Yard work in that kind of weather is hard, especially without a self-propelled lawnmower, which I don’t have. Yard work for me has always been one of those things that I have to do – I’m the man, I must care for the yard even if I don’t care for the yard, which I don’t, because the only time that mowing the yard is not a risk to your well-being around these parts is in early spring. So about every weekend I’ll go out to the shed, pull out the weed eater and the lawnmower and the blower and drag all of them back to the front yard and then run the weed eater and then the mower and then the blower and by that time I’m completely burning up and ready to lay down and die right there in the front yard. If only Hudson from Aliens had been right. 1“Yeah man, but it’s a DRY heat!
But we’re living in the freaking 21st Century, a time of jet packs and flying cars and nanotechnology and Ubuntu and cool stuff like that. Robots these days are still pretty primitive, at least on the consumer side. We don’t have cool robots yet like R2-D2 or C-3P0 or even HAL. You’ve got that stupid Robosapien and that weird talking Fairy Dora and the even creepier looking Alive Elvis. I saw Alive Elvis at Macy’s before Christmas and he was going for $250. After Christmas? $50. Nobody wants a creepy singing/talking Elvis yet.
There are two robots that I could live with right now.
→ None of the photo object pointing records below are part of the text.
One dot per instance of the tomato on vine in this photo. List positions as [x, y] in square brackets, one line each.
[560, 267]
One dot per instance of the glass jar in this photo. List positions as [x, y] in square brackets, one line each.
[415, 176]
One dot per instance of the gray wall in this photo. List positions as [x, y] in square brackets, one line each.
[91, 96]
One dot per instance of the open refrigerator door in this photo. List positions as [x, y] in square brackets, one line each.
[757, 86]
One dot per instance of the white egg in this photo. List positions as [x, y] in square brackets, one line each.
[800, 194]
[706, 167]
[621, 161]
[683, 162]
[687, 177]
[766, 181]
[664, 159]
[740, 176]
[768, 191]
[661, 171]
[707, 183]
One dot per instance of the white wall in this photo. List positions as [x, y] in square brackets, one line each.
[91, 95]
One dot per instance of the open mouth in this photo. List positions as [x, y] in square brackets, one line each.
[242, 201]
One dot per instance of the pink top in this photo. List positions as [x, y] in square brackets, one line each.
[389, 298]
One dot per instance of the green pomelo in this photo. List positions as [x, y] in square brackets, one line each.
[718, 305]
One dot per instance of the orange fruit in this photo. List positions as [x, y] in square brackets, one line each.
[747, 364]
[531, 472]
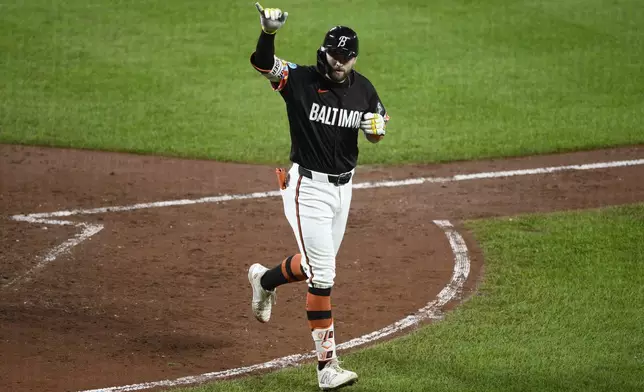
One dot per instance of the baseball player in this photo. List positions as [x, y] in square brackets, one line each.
[327, 106]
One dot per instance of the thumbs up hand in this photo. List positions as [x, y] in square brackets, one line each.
[272, 19]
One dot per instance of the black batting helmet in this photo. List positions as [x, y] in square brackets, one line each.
[339, 41]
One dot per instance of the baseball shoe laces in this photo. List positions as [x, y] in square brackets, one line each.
[263, 300]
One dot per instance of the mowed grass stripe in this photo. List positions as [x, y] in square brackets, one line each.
[461, 80]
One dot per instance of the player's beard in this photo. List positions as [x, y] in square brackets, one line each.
[337, 75]
[337, 71]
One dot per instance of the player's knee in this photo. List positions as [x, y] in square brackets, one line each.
[323, 278]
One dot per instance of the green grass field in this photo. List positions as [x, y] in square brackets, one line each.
[561, 305]
[561, 308]
[461, 79]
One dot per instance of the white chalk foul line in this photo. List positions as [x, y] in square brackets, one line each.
[364, 185]
[86, 231]
[430, 311]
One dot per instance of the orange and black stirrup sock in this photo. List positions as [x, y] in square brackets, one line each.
[289, 270]
[318, 312]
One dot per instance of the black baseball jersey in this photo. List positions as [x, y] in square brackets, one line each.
[324, 116]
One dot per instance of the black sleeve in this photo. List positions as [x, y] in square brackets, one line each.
[263, 58]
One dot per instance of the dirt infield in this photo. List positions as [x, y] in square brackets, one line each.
[161, 292]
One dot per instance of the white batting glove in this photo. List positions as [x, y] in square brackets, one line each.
[272, 19]
[373, 124]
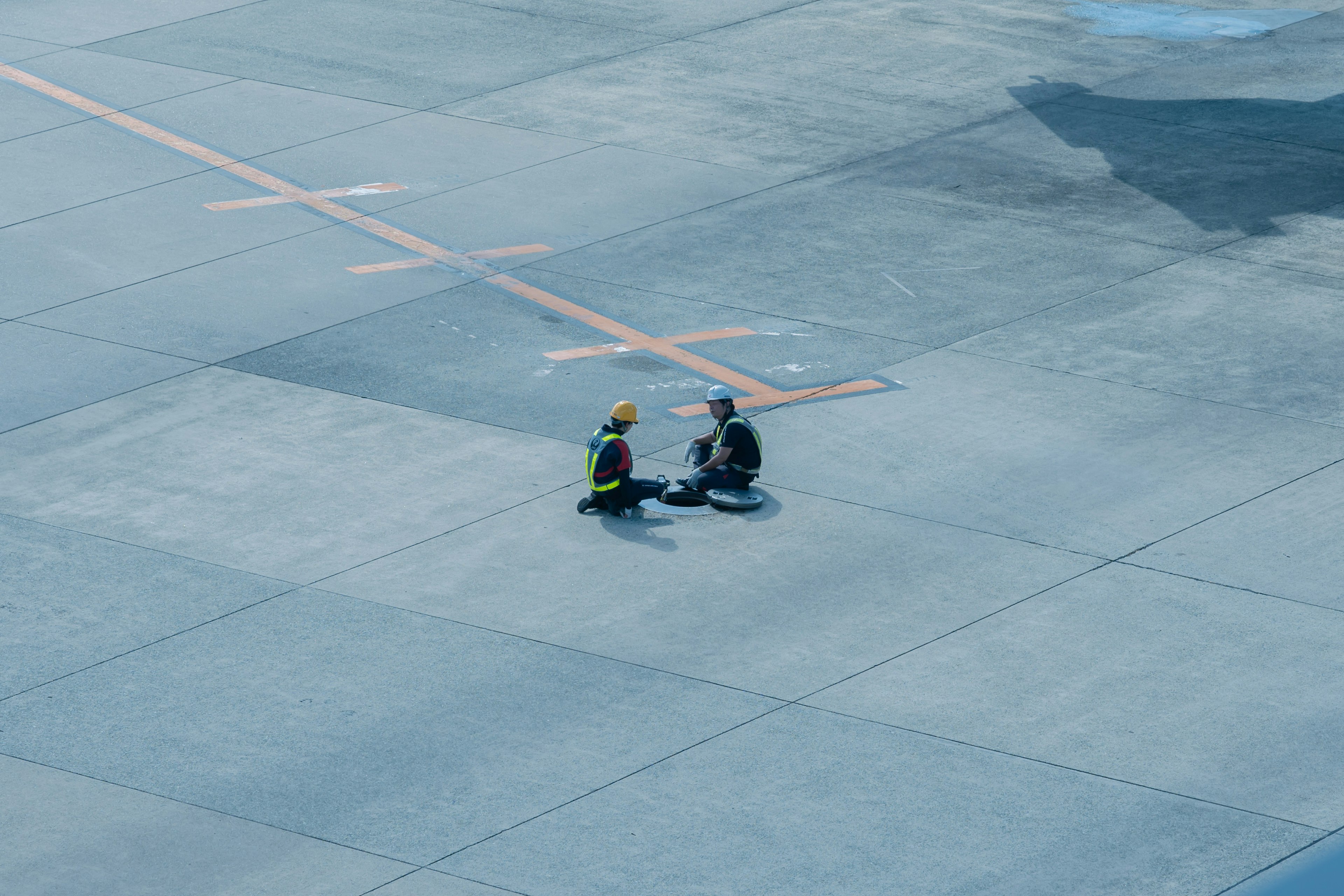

The Roomba and the Robomow. Two robots that do things that no one wants to do – vacuum and mow the yard. As you can tell, I could learn to love the Roomba, but man what I wouldn’t give for a Robomow. Being able to just sit up on the porch with the kids and the wife having breakfast on a warm summer morning while that wonderful little robot mows the yard for me. Sure, he doesn’t do weed eating or blowing the excess grass away, but if I didn’t have to mow would I even care? Probably not.
So come on Skynet, materialize from the minds of 21st Century Man. Give me a Robomow and I would gladly let your Terminators rule o’er me. At least in the summer when you robots don’t care if it’s hot.